Hi Pavel and Joe, I carried out a test to see if (1) excluding a super-free set completely from automated structure solution affects the results and (2) if the super-free R that results is different from the standard free R obtained with all data and excluding the free set only from refinement. Here are the results: A = structure B, C and D are for the run with a super-free set excluded from all calculations. B and C are work and free R for the reflections included in the calculation. D is the R for the super-free set. E and F are work and free R for the same datasets, run in the same way, but without any super-free set. A B C D E F ---super-free-run---- --standard run-- structure work free super-free work free 1029B 0.31 0.38 0.41 0.29 0.36 1038B 0.22 0.26 0.26 0.24 0.28 1071B 0.28 0.33 0.35 0.26 0.30 rab3a-sad 0.31 0.35 0.38 0.29 0.34 rnase-p 0.28 0.32 0.31 0.28 0.29 calmodulin 0.26 0.27 0.27 0.27 0.29 cobd-sad 0.24 0.26 0.26 0.24 0.28 insulin 0.27 0.30 0.29 0.25 0.26 nsf-n 0.23 0.26 0.26 0.21 0.24 ut-synthase 0.24 0.29 0.28 0.24 0.28 mean 0.26 0.30 0.31 0.26 0.29 Conclusions: (1) super-free is very nearly the same as free in the matched set. (2) leaving out super-free data does not make a lot of difference in these actual cases. (Perhaps it might in worse data sets) (3) so it would be ok to take out super-free set, but it is not necessary. All the best, Tom T
Hi Pavel and Joe,
I'm glad you put that option in, Pavel. However for model-building it is not so straightforward. Normally we are building into density-modified maps. Density modification works poorly when a significant set of reflections is excluded, so this becomes impractical. We could exclude those reflections in the map only, but they will have been used in density modification so they are no longer truly free. I don't have a good solution for that.
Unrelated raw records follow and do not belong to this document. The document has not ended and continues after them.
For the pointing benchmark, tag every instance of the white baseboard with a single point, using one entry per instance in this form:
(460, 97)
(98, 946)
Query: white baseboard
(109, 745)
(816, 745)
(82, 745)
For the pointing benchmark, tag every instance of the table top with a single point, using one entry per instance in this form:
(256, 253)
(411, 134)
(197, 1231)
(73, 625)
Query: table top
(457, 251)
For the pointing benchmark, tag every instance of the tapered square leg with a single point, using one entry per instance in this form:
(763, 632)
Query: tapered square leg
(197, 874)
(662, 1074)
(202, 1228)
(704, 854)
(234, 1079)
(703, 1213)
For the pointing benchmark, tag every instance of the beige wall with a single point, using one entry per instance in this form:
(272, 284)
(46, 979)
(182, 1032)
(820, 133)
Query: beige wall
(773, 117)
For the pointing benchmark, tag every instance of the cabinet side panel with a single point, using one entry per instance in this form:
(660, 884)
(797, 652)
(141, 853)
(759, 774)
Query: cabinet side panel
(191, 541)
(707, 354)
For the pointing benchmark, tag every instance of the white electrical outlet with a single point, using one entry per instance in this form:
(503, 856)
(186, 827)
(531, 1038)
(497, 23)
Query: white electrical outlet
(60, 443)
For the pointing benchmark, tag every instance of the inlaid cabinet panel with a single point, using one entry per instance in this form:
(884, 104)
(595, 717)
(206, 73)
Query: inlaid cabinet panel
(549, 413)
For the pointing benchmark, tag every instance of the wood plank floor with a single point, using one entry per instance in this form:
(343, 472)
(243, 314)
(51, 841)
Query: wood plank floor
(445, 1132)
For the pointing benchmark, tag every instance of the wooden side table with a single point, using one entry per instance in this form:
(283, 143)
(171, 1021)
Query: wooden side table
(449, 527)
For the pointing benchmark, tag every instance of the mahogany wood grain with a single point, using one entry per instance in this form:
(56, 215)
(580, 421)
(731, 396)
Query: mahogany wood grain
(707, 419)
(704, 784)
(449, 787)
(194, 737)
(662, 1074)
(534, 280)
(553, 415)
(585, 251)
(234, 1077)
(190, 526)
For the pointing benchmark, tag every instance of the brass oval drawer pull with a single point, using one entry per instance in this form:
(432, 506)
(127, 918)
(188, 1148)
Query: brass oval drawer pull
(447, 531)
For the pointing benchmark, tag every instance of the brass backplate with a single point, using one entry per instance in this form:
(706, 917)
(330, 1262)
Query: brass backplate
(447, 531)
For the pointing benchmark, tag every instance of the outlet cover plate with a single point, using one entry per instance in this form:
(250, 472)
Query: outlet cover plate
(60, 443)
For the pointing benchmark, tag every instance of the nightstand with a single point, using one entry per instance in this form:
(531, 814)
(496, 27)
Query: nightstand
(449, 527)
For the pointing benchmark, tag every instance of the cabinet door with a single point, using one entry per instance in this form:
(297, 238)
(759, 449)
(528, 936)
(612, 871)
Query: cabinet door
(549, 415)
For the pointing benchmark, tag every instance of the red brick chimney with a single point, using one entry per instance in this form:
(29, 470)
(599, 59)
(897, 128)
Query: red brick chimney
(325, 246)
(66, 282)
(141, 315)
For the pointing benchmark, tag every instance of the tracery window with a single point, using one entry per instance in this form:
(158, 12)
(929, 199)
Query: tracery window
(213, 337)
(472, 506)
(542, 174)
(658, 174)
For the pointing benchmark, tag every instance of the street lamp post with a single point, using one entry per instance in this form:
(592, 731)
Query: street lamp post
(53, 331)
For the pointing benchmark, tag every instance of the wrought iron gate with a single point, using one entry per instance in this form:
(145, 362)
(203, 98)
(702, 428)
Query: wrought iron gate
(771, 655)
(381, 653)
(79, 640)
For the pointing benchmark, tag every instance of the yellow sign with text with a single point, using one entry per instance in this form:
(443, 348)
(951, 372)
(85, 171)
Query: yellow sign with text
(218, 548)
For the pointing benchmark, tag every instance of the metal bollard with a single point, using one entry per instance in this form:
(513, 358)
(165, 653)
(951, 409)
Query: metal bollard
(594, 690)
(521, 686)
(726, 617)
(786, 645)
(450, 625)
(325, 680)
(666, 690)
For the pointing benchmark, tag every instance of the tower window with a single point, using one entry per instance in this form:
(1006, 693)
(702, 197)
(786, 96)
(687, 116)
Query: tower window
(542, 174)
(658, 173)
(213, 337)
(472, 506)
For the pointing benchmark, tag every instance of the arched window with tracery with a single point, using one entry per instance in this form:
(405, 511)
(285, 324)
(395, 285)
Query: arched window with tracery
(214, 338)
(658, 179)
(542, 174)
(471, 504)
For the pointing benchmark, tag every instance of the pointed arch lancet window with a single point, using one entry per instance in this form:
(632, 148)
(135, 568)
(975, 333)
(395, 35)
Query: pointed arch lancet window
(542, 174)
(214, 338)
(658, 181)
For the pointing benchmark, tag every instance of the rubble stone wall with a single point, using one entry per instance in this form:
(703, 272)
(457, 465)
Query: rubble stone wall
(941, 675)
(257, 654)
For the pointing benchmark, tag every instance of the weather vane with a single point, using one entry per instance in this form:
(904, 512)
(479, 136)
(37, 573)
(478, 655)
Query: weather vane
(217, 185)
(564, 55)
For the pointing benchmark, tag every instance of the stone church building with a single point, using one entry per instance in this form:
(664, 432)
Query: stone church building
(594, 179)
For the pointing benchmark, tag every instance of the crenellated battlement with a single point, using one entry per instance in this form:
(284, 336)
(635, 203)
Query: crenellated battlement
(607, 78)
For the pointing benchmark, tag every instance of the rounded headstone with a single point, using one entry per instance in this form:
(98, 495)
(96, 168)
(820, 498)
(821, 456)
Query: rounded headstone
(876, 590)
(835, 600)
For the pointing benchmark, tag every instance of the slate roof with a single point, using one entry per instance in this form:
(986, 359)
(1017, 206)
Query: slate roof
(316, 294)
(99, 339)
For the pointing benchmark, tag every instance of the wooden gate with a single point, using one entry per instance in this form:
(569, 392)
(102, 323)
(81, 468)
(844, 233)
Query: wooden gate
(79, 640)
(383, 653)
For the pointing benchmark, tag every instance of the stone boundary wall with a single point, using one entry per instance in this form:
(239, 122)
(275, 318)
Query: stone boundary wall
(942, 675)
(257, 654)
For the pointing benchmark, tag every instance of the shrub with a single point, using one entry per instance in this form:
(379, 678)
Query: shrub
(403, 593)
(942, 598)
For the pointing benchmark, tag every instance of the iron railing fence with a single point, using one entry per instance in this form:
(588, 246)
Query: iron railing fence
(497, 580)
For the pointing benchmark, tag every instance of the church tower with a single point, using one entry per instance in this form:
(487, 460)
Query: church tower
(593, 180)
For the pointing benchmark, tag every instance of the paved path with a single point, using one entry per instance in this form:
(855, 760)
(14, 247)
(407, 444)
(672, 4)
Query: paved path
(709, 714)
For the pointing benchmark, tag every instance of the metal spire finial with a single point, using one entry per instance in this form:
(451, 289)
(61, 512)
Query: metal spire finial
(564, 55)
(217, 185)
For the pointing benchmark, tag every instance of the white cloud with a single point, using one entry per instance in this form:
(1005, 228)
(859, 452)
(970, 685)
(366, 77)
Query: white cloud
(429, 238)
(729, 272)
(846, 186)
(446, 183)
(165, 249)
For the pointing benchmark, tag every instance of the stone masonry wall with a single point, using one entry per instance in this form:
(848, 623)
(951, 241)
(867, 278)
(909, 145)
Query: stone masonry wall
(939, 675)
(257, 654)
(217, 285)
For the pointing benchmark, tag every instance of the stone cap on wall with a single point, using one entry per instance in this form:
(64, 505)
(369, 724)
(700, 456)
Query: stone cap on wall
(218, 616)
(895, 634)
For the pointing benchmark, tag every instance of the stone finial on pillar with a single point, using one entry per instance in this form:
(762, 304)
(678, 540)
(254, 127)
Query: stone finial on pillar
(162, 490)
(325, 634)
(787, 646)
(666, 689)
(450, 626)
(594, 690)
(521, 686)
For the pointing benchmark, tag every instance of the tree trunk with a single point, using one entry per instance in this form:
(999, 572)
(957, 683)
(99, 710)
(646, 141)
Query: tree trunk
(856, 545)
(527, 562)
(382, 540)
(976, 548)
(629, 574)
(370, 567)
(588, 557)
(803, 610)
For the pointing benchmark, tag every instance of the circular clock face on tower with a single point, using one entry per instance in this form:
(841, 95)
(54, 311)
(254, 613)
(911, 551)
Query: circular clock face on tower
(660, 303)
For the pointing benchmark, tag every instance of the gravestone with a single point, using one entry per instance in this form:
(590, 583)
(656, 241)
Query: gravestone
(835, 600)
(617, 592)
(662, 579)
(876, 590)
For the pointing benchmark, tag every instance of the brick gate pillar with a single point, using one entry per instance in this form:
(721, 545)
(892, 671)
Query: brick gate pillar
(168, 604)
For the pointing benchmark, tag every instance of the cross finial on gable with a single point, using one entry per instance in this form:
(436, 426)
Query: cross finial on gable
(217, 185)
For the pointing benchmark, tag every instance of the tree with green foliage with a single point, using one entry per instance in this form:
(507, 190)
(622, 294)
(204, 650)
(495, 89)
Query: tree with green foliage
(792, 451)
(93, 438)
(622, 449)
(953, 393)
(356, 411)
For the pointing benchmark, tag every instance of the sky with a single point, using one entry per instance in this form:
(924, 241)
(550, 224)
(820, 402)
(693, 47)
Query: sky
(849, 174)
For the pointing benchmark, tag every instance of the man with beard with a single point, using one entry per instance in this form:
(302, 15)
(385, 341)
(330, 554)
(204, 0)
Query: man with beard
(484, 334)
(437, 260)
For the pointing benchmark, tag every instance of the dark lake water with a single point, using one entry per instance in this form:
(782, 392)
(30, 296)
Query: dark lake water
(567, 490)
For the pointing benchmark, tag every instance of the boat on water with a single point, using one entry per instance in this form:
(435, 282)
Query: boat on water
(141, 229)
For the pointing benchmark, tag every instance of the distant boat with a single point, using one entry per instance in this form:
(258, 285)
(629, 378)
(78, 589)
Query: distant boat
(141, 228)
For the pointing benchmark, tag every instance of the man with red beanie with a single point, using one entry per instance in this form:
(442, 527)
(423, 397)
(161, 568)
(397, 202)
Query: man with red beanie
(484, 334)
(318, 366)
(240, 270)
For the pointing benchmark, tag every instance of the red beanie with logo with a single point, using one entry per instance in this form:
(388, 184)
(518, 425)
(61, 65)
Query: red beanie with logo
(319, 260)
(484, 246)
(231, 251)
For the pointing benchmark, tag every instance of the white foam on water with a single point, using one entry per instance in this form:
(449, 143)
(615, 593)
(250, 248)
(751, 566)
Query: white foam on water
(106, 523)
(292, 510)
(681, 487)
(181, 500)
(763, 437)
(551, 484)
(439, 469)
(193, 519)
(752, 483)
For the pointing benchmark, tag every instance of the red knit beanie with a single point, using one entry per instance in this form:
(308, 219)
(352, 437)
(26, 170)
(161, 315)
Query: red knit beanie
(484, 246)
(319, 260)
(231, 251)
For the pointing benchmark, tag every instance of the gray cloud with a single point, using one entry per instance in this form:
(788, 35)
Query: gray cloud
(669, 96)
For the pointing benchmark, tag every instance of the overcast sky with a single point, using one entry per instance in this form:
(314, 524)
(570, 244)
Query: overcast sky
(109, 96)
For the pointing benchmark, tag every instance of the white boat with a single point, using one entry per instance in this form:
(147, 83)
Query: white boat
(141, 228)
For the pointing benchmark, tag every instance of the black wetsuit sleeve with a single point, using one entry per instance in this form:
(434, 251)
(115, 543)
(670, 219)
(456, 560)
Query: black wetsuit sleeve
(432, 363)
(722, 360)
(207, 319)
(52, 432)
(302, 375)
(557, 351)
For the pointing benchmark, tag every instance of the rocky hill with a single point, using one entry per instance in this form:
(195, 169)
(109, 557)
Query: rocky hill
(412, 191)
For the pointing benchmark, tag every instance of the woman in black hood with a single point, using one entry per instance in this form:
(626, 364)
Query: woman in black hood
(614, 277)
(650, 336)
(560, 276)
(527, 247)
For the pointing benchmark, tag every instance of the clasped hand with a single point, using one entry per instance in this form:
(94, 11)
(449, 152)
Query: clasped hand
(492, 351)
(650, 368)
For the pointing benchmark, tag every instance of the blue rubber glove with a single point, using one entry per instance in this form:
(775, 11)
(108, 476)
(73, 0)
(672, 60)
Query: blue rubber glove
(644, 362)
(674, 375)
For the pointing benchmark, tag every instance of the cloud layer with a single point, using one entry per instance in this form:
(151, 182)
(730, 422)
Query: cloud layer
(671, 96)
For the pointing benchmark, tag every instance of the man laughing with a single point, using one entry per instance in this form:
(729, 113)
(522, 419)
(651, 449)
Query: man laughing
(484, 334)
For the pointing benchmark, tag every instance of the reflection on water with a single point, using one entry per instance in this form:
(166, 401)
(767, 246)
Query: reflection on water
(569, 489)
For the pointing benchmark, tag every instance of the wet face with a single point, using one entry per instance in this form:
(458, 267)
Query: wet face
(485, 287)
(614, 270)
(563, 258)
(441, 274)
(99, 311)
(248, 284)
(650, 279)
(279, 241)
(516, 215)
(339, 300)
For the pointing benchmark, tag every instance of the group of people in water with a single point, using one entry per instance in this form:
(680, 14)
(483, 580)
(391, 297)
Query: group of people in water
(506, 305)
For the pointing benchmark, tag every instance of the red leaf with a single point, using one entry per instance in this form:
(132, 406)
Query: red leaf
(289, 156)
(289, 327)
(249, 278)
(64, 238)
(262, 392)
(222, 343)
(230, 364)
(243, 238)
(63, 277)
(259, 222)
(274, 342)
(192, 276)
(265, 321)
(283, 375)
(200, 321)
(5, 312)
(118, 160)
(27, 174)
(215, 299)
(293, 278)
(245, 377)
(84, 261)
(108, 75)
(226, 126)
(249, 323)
I am guessing that for model-building, the free R is hardly affected, compared to refinement against the map, though I haven't tested this.
All the best, Tom T
Hi Joe, hi Tom,
until recently, all reflections (work and test) were used in map calculation. When I added a real-space refinement option to phenix.refine I spent a day thinking hard about why Rfree was almost always equal to Rwork after real-space refinement, until I realized that I have to exclude test reflections from map calculation, and that fixed the problem.
I think it depends on the task:
- for things like real-space refinement (where the map is heavily used) or automated model building, the test reflections have to be excluded from map calculation;
- for catching a tiny detail (looking at weak ligand density = slight map use) or fixing a few side chains, all reflections should be used, since 10% of data put aside may sometime significantly affect map quality.
Pavel.
On 9/30/09 11:51 AM, Tom Terwilliger wrote:
Hi Joe, In PHENIX R-free reflections are included in your maps. All the best, Tom T
On Sep 30, 2009, at 12:47 PM, Joe Krahn wrote:
Does PHENIX exclude R-free reflections when computing maps? IMHO, it is bad to use test reflections in maps, or anywhere else other than computing R-free, but opinions vary. If some people still want test reflections in maps, maybe it could be an option.